About those old guns, muzzleloaders in particular, I think they're some of the finest examples of work a man could find. I just fell in love with them way back during a visit to the Smithsonian. Amazing work!

I envy you guys with the machines, I really do, but just wondered if it wouldn't be possible to make one "the VERY old-fashioned way," or at least much of it anyway. Thanks, but if you guys talk me into getting a whole tool shop ..... ???? ;^)

Bent Ramrod
01-28-2006, 04:12 AM
Blackwater,

It certainly isn't impossible to do the job with hand tools. I read that the Browning Bros made the patent model for John's single shot rifle by forging, chiseling and filing metal. An English gun factory is (or at least was) supposedly a big bench with files and breast drills, a handful of old men and a crowd of young apprentices. You'd probably need some big drills and taps for things like barrel threads, and a lot of lamp black or Dykem for spotting in, but most of the rest of the stuff would probably be the standard stuff on the average workbench: files, chisels, small taps and dies, etc.

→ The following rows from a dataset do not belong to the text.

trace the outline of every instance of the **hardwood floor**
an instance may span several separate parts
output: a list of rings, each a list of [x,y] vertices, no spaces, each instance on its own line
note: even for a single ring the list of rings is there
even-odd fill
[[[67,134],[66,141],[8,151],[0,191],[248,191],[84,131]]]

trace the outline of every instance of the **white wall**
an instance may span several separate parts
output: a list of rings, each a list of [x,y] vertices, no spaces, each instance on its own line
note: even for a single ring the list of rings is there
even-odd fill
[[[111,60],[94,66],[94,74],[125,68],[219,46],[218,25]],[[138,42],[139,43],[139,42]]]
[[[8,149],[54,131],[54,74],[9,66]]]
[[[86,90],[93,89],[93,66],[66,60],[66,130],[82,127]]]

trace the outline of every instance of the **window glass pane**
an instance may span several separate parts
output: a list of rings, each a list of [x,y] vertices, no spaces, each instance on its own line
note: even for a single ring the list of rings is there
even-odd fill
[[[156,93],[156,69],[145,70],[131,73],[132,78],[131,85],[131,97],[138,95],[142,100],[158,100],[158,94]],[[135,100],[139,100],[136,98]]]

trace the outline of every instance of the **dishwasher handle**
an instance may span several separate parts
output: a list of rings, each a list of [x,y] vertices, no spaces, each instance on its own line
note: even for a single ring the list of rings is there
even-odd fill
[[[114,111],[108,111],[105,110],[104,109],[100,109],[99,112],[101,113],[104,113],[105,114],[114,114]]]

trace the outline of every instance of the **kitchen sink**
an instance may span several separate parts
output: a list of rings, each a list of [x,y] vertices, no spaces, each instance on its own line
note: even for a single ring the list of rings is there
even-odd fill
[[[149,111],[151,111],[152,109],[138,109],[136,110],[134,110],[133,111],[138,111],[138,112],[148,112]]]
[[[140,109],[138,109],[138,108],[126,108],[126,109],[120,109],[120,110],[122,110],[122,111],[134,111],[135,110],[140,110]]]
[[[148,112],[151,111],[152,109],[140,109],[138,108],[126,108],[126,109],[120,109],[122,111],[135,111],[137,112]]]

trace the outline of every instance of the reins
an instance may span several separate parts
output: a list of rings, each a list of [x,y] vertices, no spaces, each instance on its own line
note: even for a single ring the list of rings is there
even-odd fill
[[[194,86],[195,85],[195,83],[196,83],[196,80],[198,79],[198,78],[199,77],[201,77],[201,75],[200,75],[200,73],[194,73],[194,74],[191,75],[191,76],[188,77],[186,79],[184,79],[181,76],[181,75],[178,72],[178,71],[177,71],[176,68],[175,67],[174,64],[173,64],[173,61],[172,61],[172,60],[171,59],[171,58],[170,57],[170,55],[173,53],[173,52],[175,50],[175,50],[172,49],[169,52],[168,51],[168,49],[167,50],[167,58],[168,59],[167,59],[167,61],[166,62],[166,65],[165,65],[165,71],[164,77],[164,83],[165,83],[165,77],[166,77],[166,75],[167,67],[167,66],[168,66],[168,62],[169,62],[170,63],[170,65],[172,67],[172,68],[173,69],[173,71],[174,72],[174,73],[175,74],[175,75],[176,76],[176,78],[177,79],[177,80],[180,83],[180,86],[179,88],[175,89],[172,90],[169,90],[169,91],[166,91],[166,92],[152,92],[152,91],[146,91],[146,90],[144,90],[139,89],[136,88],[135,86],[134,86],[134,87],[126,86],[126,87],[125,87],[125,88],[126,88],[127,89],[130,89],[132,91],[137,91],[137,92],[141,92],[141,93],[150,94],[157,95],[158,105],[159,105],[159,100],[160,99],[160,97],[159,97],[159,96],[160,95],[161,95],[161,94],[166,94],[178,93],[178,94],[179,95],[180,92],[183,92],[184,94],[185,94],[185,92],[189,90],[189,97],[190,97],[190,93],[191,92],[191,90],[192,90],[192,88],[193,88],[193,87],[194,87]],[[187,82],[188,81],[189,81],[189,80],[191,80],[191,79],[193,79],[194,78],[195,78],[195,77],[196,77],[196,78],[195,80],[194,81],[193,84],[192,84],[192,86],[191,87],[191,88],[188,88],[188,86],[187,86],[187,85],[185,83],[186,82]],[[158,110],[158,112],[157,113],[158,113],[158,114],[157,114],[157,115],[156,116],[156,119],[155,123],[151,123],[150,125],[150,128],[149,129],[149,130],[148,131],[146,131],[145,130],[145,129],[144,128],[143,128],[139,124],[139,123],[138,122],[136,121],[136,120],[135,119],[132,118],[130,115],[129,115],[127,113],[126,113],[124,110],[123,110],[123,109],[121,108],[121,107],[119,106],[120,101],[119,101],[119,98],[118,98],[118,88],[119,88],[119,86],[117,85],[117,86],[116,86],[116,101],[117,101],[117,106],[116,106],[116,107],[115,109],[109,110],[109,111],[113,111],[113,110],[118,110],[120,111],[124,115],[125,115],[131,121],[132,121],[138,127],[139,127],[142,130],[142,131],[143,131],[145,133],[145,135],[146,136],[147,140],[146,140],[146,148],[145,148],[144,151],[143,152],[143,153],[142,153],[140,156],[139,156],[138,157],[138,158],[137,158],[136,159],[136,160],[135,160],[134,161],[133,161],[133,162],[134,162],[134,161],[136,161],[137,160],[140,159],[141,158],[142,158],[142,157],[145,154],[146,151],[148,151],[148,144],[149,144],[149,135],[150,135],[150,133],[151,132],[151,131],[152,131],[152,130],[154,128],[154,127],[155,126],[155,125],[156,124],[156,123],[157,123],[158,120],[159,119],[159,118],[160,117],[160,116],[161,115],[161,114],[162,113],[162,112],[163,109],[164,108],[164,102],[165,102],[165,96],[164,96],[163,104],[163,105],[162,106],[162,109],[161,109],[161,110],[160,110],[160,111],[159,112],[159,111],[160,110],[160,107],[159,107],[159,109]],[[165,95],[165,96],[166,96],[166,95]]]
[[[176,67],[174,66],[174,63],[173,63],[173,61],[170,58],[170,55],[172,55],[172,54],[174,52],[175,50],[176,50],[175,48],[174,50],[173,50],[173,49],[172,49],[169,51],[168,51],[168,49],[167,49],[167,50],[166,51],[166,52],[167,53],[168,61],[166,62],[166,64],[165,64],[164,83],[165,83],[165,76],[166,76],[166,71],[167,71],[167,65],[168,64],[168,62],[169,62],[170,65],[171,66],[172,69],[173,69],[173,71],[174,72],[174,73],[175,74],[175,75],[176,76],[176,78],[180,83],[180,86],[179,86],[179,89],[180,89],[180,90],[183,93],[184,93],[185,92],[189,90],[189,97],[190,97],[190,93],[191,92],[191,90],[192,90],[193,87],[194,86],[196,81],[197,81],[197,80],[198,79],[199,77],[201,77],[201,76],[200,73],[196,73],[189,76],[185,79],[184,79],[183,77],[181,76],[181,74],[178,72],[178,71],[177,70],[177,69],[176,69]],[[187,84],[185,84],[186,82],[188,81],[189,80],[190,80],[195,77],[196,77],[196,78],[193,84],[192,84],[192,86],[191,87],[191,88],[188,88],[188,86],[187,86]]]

Machinery is a big expense, but some of the smaller stuff at Harbor Freight or Enco is no more expensive than a new rifle with scope and a certain amount of ingenuity and a lot of patience can go a long way in getting this machinery to do accurate work for you. If you can't buy any machinery now, I would definitely suggest checking out the junior colleges in your area for manual trades courses. You can use the machine tools there on the casting set and see whether the work is interesting enough for a long term investment of your own.